Mi soffermo sempre a guardare le parti insolite di una donna, e più sono imperfette, più mi conquistano.
Convinto di poter amministrare tutte le auto posteggiate, tutti i clienti al bar, consapevole dell’ingenuità
della gente che compra peluche, caramelle, sigarette, magliette dozzinali, portafortuna, cd musicali, libri da
non leggere, mi rendo conto di poter dominare pure Gilda, se serve a qualcosa.
Si arresta davanti al lungo e spazioso bancone del bar, afferra due cornetti e me ne porge uno, il più
vistoso, con un mezzo inchino. Arrivano due caffè, fumanti nelle tazzine di porcellana.
- Quante ricerche su internet ho fatto per capire chi sei, - ma ne è valsa la pena, Dorando.
- Sono un uomo qualunque, conciato pure male.
- Non mi sembra, in confidenza sei come piace a me un uomo, - vuoi che ti presenti al personale?
- Non dare a tutti la brutta notizia. - No no. Rido.
- Sei proprio un burlone - dice, spolverandomi la mano sporca di zucchero . - Qui c’è bisogno di allegria, è
un brutto momento.
- Questa nipote americana tanto generosa, com’è? - Chiedo.
- La conoscerai, ti ho già detto che vive a Firenze?
- Scusami, sono nel pallone, non ricordo. - Devo rendere la mia testa abitabile, siete tutti gentili, e vi voglio
tutti dentro.
- Pure me?
- Tu soprattutto.
Il barista con uno strofinaccio cancella le impronte dei nostri caffè e del nostro passaggio, ha una divisa
rossa che non nasconde una simpatica faccia da centro sociale.
- Vieni a fumare una sigaretta con noi, Achille, metti il cartello chiuso.
- Se lo viene a sapere la ‘Nana con le narici di drago’, che chiudo il bar, anche per cinque minuti, mi
licenzia.
- Quella sta lontana, ti copro io.
- No, andate, una sigaretta di meno può farmi solo bene, - ma lui non è il campione di corsa che tutti
aspettavamo?
- Indovinato.
- E fuma?
- Sì, oggi fuma.
Achille fa una smorfia brutta. - Mi deludi Pietri. E ride.
Faccio schioccare le giunture delle mie dita e chiedo se sia davvero così orribile la ‘Nana’ americana.
- Perché ci hai già fatto un pensierino? - Replica velenosa, Gilda.

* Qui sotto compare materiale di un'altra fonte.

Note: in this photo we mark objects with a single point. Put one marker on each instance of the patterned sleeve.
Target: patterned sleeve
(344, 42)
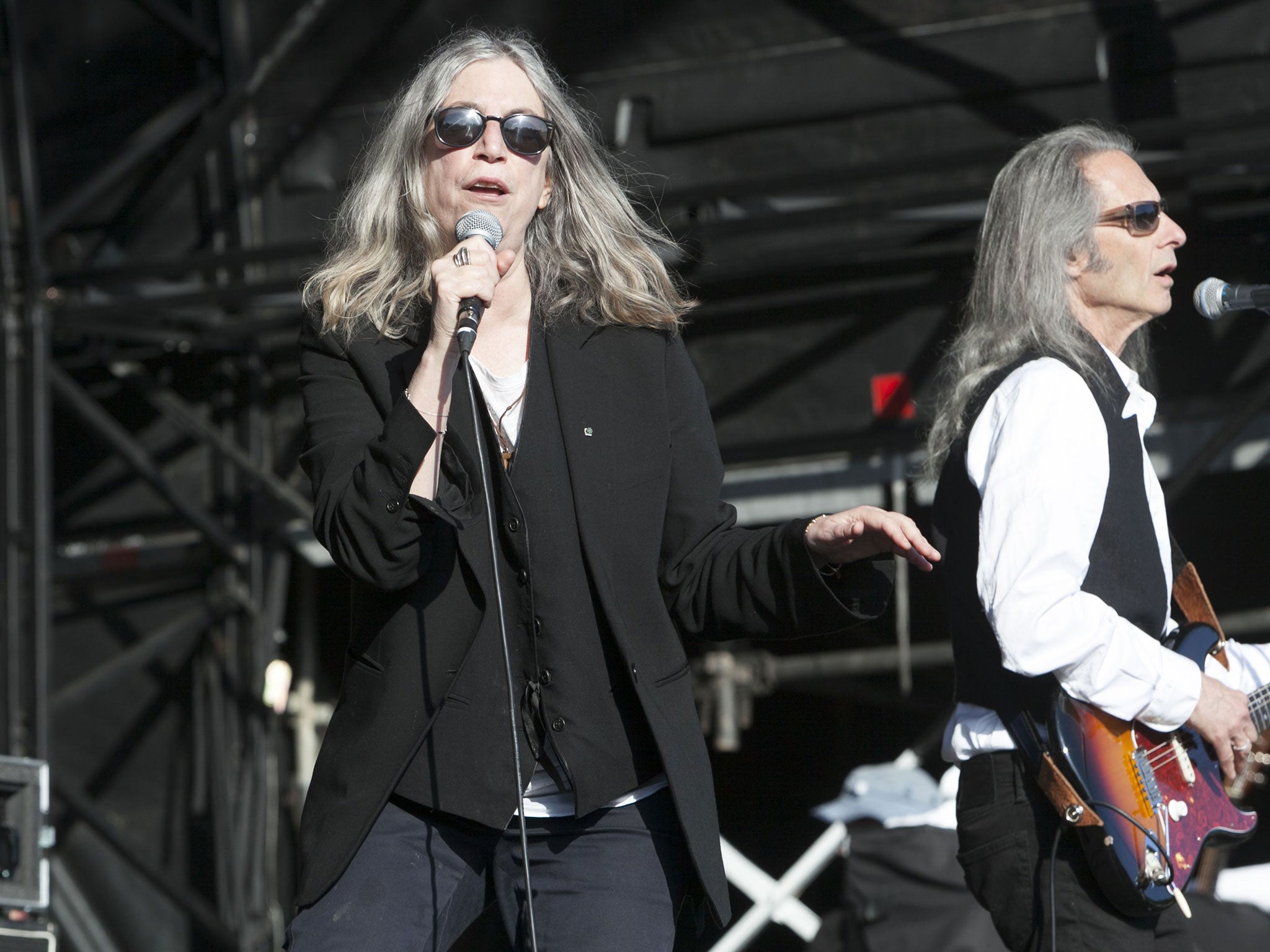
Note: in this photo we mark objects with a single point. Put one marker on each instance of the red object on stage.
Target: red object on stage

Non riesco a sviluppare una speciale passione estetica per il panorama stradale, ma sto da Dio nel
piccolo monolocale proposto da Gilda, e non ho problemi a raggiungere il mio posto di lavoro, una specie di
container fuori dal blocco principale.
Mangio e dormo gratis, e il mio conto in banca ha abbandonato il colore rosso in virtù di uno stipendio più
che onesto. Soprattutto lì dentro non riesco a spendere un soldo.
I vini, che prima avevano una posizione di vendita puramente simbolica, sono diventati il punto di forza
dell’Autogrill , insieme ai formaggi a latte crudo e ai salumi della zona. Tutto grazie alla qualità delle mie
scelte e alla mia perfetta valorizzazione del territorio.
Non riesco più a limitare le richieste pubblicitarie dei somellier legati a varie aziende vinicole. L’Autogrill è
diventato prezioso per tutti.
Passo quasi tutte le sere con la tenerezza di Gilda, nella mia piccola abitazione. Non servono grandi spazi.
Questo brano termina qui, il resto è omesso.